Yo es si tengo una mala opinión acerca de los estafadores.

----------


## winehouse

No comparto esa opinión. Ni tampoco muchos autores que conozco

----------


## shark

> No comparto esa opinión. Ni tampoco muchos autores que conozco


Faltaria más. Solo expreso mi punto de vista.

Pero claro, es que sin pruebas empiricas (por ejempo ensayos doble ciego) esos mediums no pasan un solo test.

Pero eso si, cada uno cree en lo que quiere, santa claus, el ratoncito pérez, el big foot, los mediums... 

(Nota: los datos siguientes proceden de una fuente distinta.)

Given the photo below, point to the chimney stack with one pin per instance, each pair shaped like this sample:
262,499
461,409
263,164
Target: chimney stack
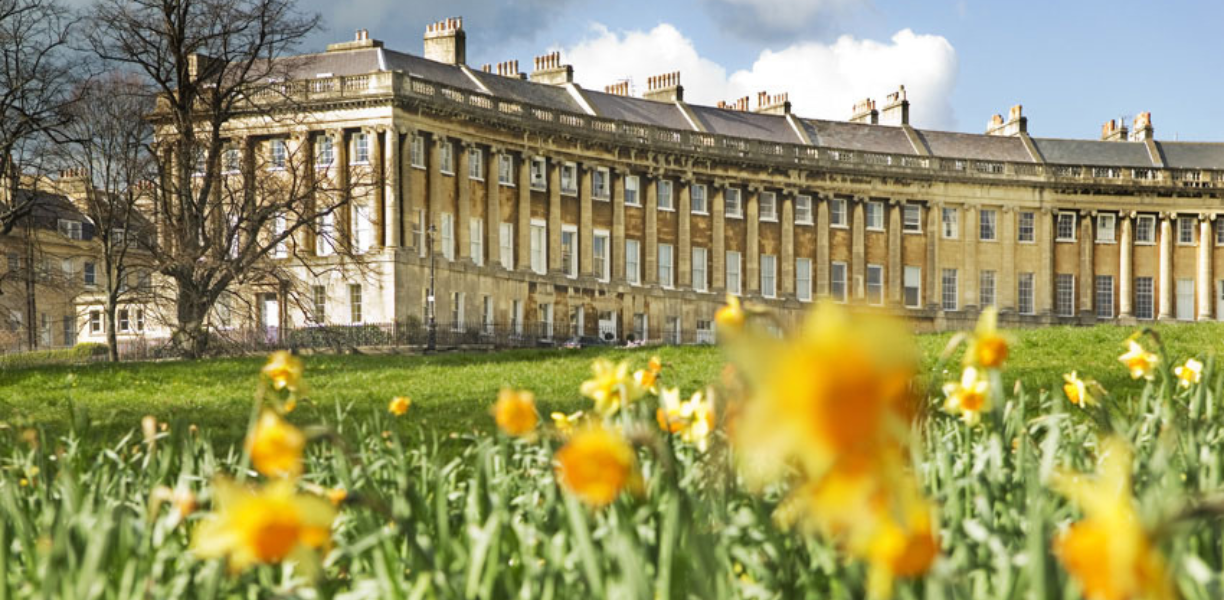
896,108
665,87
446,42
618,88
1015,125
1142,130
1114,130
550,70
777,104
864,112
360,41
511,69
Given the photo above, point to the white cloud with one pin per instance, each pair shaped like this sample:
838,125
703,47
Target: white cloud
824,80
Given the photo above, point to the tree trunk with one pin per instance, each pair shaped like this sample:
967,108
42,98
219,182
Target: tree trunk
111,333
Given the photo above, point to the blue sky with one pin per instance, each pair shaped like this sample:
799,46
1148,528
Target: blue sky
1072,64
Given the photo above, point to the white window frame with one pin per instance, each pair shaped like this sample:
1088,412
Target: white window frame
601,263
666,266
768,206
670,205
839,287
633,261
803,279
949,223
699,198
803,214
735,272
878,300
700,268
733,208
907,225
1107,223
837,213
769,276
908,270
874,216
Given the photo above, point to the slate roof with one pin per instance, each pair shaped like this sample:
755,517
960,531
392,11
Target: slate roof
759,126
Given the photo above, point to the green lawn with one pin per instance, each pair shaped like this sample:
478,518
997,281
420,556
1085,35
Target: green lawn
452,392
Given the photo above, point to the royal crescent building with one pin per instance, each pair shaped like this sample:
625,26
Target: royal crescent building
551,205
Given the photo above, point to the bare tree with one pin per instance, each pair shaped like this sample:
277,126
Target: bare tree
219,210
111,154
37,76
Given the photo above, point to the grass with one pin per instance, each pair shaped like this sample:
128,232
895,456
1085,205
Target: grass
452,392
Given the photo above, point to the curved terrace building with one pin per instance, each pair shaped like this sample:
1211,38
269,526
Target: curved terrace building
558,206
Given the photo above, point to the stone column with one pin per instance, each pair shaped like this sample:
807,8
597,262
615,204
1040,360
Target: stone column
894,277
585,233
553,217
436,192
719,233
1203,284
683,235
821,245
1044,284
1005,288
463,217
970,277
523,213
786,272
651,251
753,252
1165,274
1125,268
934,214
858,250
493,206
618,224
1087,273
393,219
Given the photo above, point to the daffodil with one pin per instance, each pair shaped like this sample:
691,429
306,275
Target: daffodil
595,464
276,446
611,387
988,348
399,405
1077,391
264,525
284,371
1189,374
514,412
1138,361
692,419
1109,552
730,317
970,397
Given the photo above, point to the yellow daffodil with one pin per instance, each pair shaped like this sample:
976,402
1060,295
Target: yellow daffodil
1077,391
988,349
1138,361
276,446
1189,374
730,317
566,424
264,527
596,464
970,397
646,378
692,419
514,412
399,405
611,387
284,371
1108,552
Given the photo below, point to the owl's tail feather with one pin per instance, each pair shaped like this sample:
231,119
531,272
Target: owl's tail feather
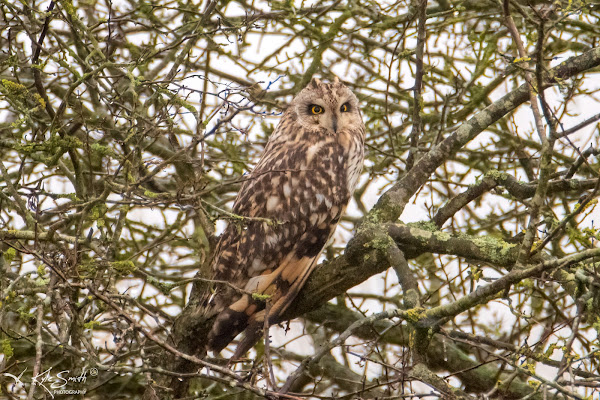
248,313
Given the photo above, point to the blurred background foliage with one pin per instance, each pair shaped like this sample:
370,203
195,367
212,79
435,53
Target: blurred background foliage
126,127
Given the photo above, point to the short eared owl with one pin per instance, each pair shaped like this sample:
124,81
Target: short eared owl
294,199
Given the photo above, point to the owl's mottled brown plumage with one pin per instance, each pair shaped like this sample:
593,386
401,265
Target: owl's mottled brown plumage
302,183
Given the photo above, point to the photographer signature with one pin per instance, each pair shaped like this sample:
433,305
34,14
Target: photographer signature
54,384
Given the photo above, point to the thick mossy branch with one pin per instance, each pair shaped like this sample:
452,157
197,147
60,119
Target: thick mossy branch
391,204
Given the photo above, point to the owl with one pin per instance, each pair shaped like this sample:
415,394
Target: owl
292,201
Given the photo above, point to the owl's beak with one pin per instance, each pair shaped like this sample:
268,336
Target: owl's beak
334,123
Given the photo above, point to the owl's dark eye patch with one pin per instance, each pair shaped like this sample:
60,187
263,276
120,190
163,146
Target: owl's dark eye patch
315,109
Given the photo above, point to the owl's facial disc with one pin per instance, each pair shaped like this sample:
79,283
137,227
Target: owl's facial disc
330,114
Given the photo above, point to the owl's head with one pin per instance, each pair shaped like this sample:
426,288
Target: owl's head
330,106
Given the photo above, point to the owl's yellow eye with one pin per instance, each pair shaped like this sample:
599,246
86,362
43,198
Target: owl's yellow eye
316,110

La fé no necesita pruebas. La inteligencia sí.

----------


## winehouse

Mi comentario era hacia Pardo, no hacia ti. 
No hablo con gente prepotente

----------


## shark

> Mi comentario era hacia Pardo, no hacia ti. 
> No hablo con gente prepotente


Lastima... con lo que me gusta reventar pseudoteorias magufas....
Por cierto, que eso es una norma del "ramo", en cuanto huelen un escéptico no hablan con el, con la de argumentos de peso que podrian dar...tse tse

pd: gran articulo Pardo , por cierto.

----------


## winehouse

Jaja un esceptico....

----------


## ALEX ALAN

> Sinceramente, no tengo una mala opinion acerca de los mediums...


Es mas, entre tus pensamientos está el de ampliar tus conocimientos sobre mentalismo para aplicarlos al “mediumnismo”...............

Se te ve el plumero

----------


## winehouse

? :?:

----------


## winehouse

:Confused: ?? :shock:

----------


## Pardo

Pues yo tambien opino que los medius, són unos estafadores, que se aprovechan de las desgracias ajenas. Y al igual que yo, tambien muchos editores que conozco.... Bueno, y no solo editores, periodistas, abogados, actores, que se yo, gente de todo tipo!!!!!!

Macho, ya te he dicho que paso de discutir del tema, cada uno que opine lo que quiera, pero una cosa, si el mentalismo no es magia, porque esta en los congresos de magia como categoria de la misma? o en este foro que es de magia, porque hay una sección de mentalismo? O mas alla aún, porque en libro de magia como por poner solo un ejemplo Kaplan, hay explicados juegos de mentalismo?

Para que alguien sea mentalista, tiene que mentir al publico, y decir que lo que hace es real? que tiene poderes :Confused: ? 

La verdad, no entiendo segun que opiniones, las respeto, porque insisto, cada cual es libre de pensar lo que quiera, pero no lo entiendo.

Salud!
Pardo.

----------


## ALEX ALAN

Se me cae el alma a los pies cuando veo la cantidad de gente que sigue a las videntes esas “que ven a la virgen”.

Dejan a sus familias, donan incluso sus pisos.

Pobres diablos con enfermedades terminales estafados por mediums que les dan “esperanza” siempre a cambio de bienes materiales..
.
Gentes incultas que “echan las cartas” a gente mas inculta todavia, dispuestas a creer cualquier sarta de chorradas que le suelten ...¿es lícito sacar pasta así, de las miserias humanas?

Por favor.¿Como se puede, no tener mala opinión de eso ?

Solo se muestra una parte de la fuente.